A key lesson from the MIRA workshops, and a problem for the idea of a MMTC, is that the particular work situation and task can have large effects on what makes a retrieval engine useful. A wide spectrum of views is possible here. At one extreme, we might believe that the work situation dominates and that no testbed is possible because no measurements will generalise to or predict performance in particular workplaces. At the other extreme is the position implied (but not really ever tested) by past test collection work: that the users' work is relatively unimportant, and the performance of retrieval engines as measured by test collections dominates how useful they are to users.

MMTC design: compromise redefinition of test items

In this proposal we shall, at least as a starting point, adopt a compromise position as the basis for building a test bed. (Part of the research will be to test how successful this compromise is in reality.) The compromise is to adopt a definition of task and task success that is abstracted from real work (and so can be used to repeat tests in many labs) but takes more account of users than the traditional test collections do. Instead of the old test collection use of queries to represent tasks and relevance judgements to represent task success, we shall use descriptions of information needs (perhaps like those being developed by Pia Borlund) and judgements by a sample of users from the original task domain. (In fact we need to develop this point more. Mizzaro's paper on the different dimensions of relevance could be used here.)

The purpose of this compromise is:
* it allows evaluation of interactive systems in which only a set of retrievals, not a single one, is a natural unit of activity. For this we need a task to set at the start of a session, and measures of the goodness of the results of the session as a whole.
* It allows us to research proxy measures by offering a set of higher level judgements of goodness (utility).
*?In image retrieval remarkably little consensus was found (by Yves' work in FERMI) between users / judges on the relevance of images to a query.

Research actual work situations / tasks

A crucial part of building any test collection is selecting the set of tasks. In the present proposal for a testbed, this has an added importance because of some existing work that suggests that there may be much less agreement between judges on the relevance of each image for a given query. If this is a general fact, then it would seem to make test collections for images (and hence for multimedia) impossible. It needs therefore to be directly investigated. Therefore activity strand (3) would be to research a set of user tasks chosen to be as different in their characteristics as possible, both as part of the testbed and to measure the degree of consensus or lack of it for that task, in order to survey how much different tasks behave in this respect.

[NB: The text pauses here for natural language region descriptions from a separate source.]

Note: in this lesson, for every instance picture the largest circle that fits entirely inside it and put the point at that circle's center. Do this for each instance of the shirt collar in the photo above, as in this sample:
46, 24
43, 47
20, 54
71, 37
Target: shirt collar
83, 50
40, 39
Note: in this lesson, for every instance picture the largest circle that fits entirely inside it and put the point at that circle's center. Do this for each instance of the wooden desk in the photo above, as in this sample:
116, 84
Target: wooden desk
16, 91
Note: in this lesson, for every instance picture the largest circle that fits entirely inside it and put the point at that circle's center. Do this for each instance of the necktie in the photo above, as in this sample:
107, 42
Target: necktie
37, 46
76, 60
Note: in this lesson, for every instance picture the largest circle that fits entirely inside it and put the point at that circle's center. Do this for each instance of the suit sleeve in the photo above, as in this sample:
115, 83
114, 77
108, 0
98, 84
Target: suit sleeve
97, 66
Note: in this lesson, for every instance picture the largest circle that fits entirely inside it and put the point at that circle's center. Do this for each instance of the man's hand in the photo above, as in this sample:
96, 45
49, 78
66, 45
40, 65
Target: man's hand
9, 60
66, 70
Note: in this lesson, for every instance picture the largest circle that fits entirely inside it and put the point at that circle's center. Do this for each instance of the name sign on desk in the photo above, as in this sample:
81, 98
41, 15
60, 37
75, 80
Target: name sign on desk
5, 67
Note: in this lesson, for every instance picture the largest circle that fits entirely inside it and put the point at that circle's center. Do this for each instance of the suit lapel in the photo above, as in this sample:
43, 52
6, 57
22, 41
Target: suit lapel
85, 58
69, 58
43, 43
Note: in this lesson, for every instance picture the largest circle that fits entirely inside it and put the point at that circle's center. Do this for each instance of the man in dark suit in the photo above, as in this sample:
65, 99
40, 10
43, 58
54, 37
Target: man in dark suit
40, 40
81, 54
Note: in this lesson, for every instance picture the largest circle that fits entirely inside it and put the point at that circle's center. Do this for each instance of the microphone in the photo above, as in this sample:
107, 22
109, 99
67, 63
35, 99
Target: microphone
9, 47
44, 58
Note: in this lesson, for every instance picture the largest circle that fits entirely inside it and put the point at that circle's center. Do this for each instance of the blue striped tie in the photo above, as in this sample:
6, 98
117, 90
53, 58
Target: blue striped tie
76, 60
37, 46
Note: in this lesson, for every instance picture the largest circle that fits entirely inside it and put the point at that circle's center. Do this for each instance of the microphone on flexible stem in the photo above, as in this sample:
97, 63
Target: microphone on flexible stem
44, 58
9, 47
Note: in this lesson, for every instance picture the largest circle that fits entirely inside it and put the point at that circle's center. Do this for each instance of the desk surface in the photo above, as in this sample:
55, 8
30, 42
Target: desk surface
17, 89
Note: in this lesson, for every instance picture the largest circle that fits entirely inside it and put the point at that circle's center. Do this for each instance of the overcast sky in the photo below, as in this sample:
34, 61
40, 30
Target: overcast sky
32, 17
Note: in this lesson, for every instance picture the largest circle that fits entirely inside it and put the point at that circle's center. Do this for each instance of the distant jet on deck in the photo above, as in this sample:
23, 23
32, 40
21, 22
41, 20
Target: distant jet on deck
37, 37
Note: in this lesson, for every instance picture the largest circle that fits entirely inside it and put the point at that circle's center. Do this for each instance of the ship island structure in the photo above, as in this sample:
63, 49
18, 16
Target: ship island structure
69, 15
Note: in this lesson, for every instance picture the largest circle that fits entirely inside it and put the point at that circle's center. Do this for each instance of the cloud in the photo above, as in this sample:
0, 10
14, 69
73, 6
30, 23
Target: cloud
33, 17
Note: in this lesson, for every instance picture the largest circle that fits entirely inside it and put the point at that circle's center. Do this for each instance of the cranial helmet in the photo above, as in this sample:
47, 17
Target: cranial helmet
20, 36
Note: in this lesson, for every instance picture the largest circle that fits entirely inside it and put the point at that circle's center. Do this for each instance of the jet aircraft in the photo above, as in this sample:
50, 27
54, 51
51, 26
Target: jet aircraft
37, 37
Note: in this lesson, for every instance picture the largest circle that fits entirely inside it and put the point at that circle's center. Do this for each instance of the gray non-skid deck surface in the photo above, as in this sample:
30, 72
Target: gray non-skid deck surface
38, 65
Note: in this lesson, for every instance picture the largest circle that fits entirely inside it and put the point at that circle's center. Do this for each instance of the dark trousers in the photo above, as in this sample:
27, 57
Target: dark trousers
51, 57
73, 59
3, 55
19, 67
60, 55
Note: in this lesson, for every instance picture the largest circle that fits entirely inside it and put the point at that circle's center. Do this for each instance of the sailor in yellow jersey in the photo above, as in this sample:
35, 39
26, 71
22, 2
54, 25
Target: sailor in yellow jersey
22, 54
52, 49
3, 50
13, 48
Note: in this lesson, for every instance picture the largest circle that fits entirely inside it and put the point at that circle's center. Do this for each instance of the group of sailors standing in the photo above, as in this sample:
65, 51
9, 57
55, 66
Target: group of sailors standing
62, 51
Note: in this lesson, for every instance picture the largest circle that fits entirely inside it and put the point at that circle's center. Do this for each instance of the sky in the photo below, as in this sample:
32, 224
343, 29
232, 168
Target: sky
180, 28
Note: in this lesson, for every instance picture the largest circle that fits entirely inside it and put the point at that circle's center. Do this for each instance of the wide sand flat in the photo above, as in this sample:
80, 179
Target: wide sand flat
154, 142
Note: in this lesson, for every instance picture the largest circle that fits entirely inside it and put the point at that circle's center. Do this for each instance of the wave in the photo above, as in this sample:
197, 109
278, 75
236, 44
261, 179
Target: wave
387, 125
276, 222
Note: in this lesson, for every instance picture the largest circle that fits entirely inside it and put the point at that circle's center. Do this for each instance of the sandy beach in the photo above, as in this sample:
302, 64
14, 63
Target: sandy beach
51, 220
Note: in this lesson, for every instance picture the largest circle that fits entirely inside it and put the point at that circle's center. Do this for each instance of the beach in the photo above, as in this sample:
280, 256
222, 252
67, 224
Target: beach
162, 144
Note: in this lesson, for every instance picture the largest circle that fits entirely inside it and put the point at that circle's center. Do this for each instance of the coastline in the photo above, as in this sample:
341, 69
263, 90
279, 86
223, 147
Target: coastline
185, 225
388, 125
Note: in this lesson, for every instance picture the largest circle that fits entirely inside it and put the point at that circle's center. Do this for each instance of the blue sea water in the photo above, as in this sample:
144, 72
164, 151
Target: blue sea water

One candidate for this set is the use of thumbnail images of screens in a user interface for navigation. Hypercard uses these: it displays a kind of history list where each "place" is represented by a thumbnail reduction of the screen referred to, and the user clicks on one to go back to that screen. This would probably also be extremely useful in a web browser. This seems likely to be an example where user agreement about the correctness of retrieval would be very high. At the other extreme would be a task like Joemon's, where the user is selecting from an image library pictures to use in producing a tourist leaflet. There seems likely to be very low agreement between users on this. Note however that this task could be reinterpreted. The judgements could (in principle) be made not by the users of the image retrieval system who are using it to design the leaflet, but by tourists who use the leaflet. The judgements would then represent success at the real work, rather than at the retrieval alone.

The document collections

It will probably not be necessary to spend resources ourselves on the actual document collections. This is because a) we will need a number of rather different types of document and hence collection; b) we should be able to use other people's. Particularly promising is the collections funded for general research availability by DARPA, as described by Bill Arms.

Conclusion

Clearly much more remains to be said; but those are the ideas I came away with.